Dan awal kisah dari kebencian dan kerinduan pada Aisyah itu berawal dari adanya dua versi riwayat, yang terkait langsung dengan momen-momen terakhir ketika Rasulullah saw menghembuskan napas terakhirnya.
Versi pertama, Aisyah meriwayatkan: Rasulullah saw menghembuskan napas terakhirnya di pangkuanku (sebagian riwayat menyebut: di dadaku), dan hal terakhir yang masuk ke tenggorakan Nabi adalah cairan air ludahku (Aisyah), melalui siwak yang aku lunakkan dengan gigi-mulutku, kemudian kumasukkan ke mulut Rasulullah.
Melalui hadist ini, Aisyah mengisyaratkan romantisme antara dirinya dengan Sang suami.
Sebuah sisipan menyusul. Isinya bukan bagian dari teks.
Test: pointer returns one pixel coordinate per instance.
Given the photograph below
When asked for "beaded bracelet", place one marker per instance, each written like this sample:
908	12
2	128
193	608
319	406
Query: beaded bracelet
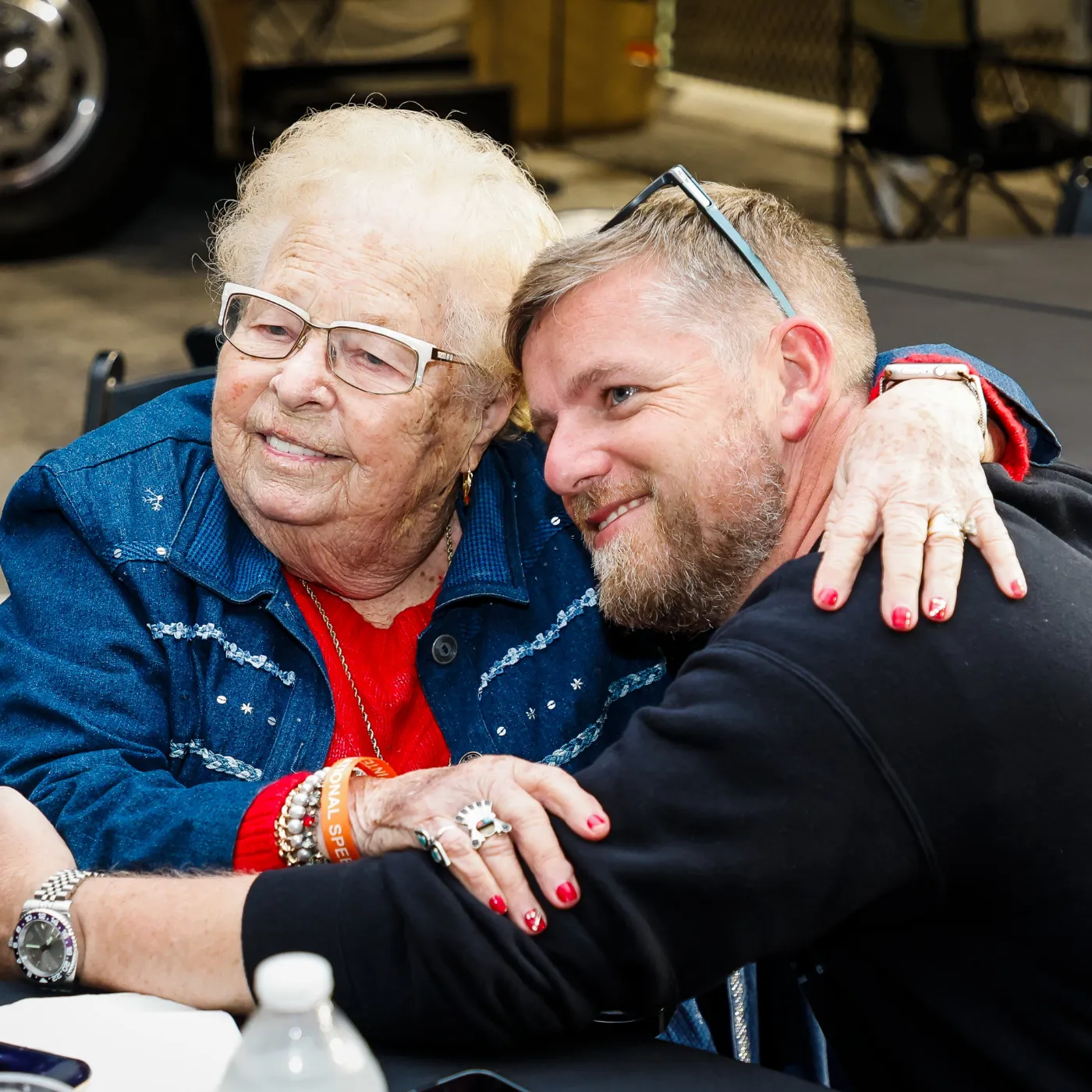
296	828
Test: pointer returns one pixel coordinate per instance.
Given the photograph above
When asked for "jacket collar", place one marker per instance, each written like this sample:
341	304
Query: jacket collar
215	548
488	562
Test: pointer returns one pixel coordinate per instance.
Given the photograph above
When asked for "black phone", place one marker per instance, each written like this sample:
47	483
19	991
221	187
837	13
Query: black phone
22	1059
474	1080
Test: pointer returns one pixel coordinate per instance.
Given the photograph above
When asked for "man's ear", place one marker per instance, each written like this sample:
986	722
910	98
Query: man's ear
806	374
494	417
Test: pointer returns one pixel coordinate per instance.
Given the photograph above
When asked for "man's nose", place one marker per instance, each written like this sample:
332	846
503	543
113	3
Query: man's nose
575	459
305	379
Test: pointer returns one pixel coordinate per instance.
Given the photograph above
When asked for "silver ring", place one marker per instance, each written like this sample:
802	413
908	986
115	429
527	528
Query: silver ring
431	844
946	523
482	822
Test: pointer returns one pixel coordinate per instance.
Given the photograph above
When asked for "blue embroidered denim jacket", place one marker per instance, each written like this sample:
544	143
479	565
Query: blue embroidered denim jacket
155	671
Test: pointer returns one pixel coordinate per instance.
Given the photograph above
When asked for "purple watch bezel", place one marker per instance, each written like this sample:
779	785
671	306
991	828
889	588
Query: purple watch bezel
63	926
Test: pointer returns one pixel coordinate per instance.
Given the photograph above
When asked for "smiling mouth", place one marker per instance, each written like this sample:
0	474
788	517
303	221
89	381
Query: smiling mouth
292	449
622	510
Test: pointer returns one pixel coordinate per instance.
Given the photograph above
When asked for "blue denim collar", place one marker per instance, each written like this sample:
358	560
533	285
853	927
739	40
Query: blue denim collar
215	548
488	562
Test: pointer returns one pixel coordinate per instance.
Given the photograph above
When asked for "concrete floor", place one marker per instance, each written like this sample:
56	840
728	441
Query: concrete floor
144	289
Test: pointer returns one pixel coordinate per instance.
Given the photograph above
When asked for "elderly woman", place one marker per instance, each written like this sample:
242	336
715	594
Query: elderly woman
343	549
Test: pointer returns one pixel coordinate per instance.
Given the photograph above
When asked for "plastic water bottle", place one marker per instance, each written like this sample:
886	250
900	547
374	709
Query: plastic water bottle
297	1040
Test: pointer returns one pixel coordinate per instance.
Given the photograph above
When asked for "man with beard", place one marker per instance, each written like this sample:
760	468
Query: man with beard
902	814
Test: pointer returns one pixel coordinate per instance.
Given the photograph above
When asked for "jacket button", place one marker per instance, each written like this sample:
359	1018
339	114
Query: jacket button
445	649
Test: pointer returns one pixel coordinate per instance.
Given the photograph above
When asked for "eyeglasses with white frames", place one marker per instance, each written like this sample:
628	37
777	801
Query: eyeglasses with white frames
369	358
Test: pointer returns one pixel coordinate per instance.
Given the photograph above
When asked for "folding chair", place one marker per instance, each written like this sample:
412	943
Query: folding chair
930	56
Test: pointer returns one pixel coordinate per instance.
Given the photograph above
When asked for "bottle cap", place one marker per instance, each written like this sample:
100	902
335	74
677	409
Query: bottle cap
294	982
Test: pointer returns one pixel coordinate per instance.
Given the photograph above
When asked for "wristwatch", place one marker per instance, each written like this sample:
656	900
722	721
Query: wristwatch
44	941
959	373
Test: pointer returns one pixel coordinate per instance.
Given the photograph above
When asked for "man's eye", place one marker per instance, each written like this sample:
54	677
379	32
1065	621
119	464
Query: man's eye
619	395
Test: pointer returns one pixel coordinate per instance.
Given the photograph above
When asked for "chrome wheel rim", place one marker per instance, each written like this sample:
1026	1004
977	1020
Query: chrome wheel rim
52	84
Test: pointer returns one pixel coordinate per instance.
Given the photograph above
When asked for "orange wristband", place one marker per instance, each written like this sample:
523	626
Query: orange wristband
333	806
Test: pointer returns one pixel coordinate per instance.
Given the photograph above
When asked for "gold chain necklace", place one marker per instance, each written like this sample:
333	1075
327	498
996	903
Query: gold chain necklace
341	655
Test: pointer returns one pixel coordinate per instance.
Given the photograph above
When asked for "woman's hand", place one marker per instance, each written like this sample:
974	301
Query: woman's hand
915	456
33	852
385	813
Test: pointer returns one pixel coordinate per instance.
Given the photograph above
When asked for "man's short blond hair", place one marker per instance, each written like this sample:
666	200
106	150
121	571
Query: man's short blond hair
704	286
470	212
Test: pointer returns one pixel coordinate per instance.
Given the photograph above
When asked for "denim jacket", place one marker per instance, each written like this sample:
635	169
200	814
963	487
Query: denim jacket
155	671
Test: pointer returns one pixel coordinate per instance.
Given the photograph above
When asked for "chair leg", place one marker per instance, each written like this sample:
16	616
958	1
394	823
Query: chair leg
934	210
842	194
870	188
1029	222
963	204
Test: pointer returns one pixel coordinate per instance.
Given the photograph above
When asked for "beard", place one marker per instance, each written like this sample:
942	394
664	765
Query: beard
684	576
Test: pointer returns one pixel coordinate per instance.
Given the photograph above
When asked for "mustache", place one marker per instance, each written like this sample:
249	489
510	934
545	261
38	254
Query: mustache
609	494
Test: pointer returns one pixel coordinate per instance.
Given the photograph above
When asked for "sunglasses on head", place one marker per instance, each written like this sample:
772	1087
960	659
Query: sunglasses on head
680	177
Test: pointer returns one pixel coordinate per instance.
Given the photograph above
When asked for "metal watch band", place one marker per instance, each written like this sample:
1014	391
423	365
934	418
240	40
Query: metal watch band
62	886
895	374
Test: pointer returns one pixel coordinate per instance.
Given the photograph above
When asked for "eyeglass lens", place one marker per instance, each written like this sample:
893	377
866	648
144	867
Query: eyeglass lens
366	360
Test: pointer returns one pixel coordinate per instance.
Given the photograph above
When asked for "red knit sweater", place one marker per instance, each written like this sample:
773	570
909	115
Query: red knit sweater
384	663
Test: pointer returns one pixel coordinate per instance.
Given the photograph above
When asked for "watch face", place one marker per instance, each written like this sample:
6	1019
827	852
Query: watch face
44	945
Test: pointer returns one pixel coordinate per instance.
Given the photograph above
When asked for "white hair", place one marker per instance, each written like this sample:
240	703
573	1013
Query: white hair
477	218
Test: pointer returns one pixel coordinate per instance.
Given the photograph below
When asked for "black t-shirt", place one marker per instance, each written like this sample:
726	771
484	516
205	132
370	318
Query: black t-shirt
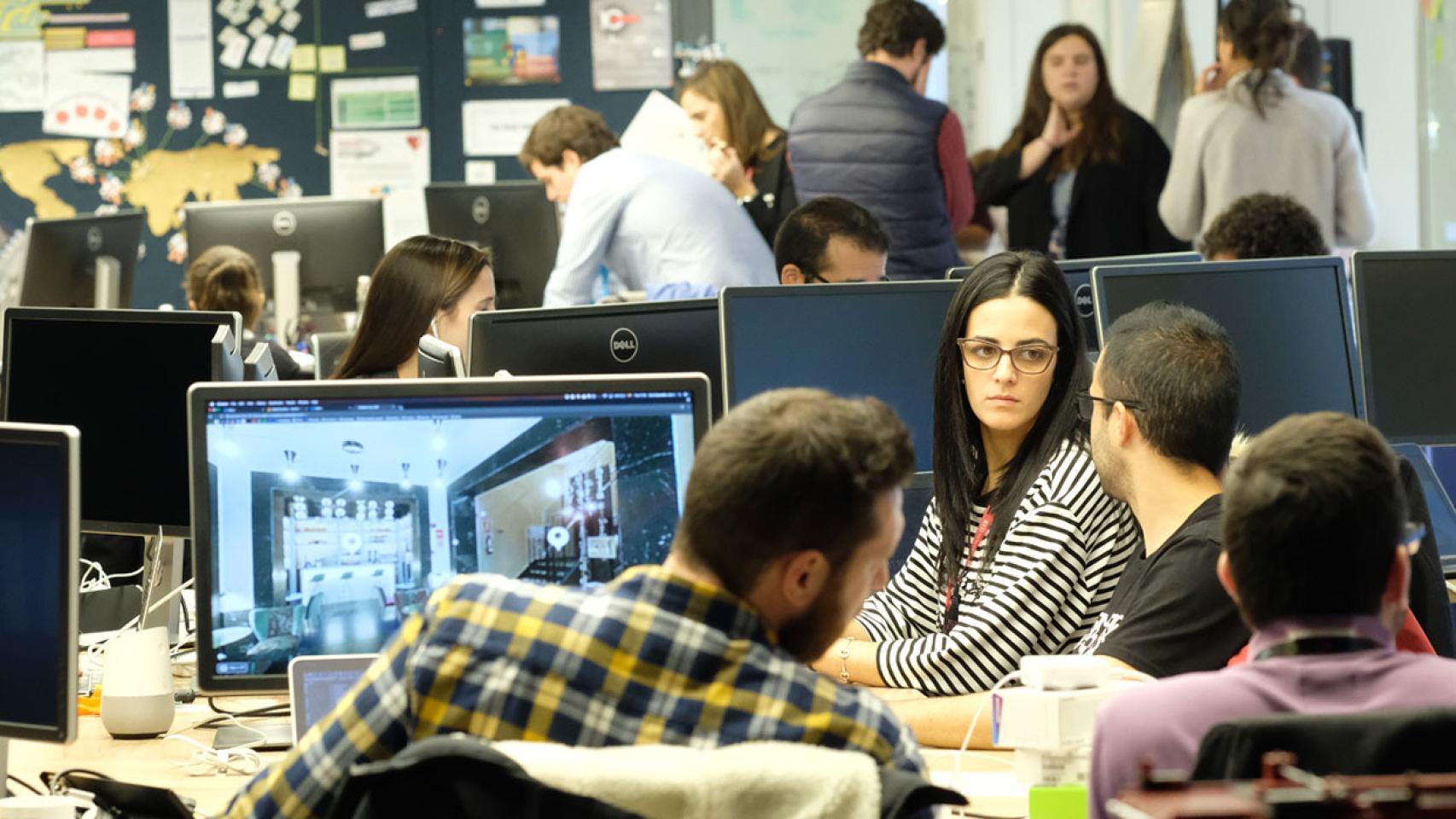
1169	614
Dan itu halal.
Versi kedua, riwayat dari jalur lain yang menggambarkan bahwa Rasulullah saw meninggal dunia di tumpuan lutut Ali bin Abu Thalib. Di momen sakaratul maut itu, Ali duduk sambil melekukkan dan mendirikan lututnya, dan Rasulullah saw kemudian bersandar atau merebahkan pundak-kepalanya ke betis-lutut Ali bin Abu Thalib, sebelum akhirnya sosok mulia itu menghembuskan napas terakhirnya.
Sebagai saudara sepupuan, melalui riwayat ini, Ali bin Abu Thalib mengisyaratkan kedekatan hubungan dirinya dengan Sang Nabi.
Sampai di sini, dua versi riwayat itu tidak ada masalah, karena hanya menggambarkan relasi sosial-kekeluargaan: hubungan suami-istri antara Muhammad dan Aisyah; dan hubungan kekerabatan sepupuan antara Muhammad dan Ali bin Abu Thalib.
Tapi karena orang yang meninggal dunia itu adalah sosok yang bukan sembarang orang, pembicaraan segera bergeser ke ranah politik, yang melontarkan sebuah pertanyaan kunci: adakah Rasululluh saw menyampaikan wasiat terakhir tentang figur siapa yang menggantikan kepemimpinan umat Islam?
Menurut pendukung Ali bin Abu Thalib, dan kelompok Syiah termasuk di dalamnya, Muhammad saw telah berwasiat bahwa Ali bin Abu Thalib yang diserahi tampuk kepemimpinan umat.
Namun Aisyah membantah adanya wasiat Nabi untuk Ali bin Abu Thalib. Dan bantahan Aisyah itu, bagi sebagian orang, dianggap sebagai sikap yang "membuka jalan" bagi ayahnya (Abu Bakar Ash-Shiddiq), yang kemudian menjadi khalifah pertama
Kajian tentang kemungkinan adanya wasiat politik itulah, yang kemudian mengabadikan kebencian orang Syiah pada sosok Aisyah, yang bahkan digambarkan bahwa "Aisyah akan menjadi pemimpin wanita-wanita penghuni neraka jahannam".
Tapi secara personal, baik Syiah apalagi Sunni, sosok Aisyah memang dianggap luar biasa, bahkan jika disandingkan dengan istri-istri Nabi lainnya.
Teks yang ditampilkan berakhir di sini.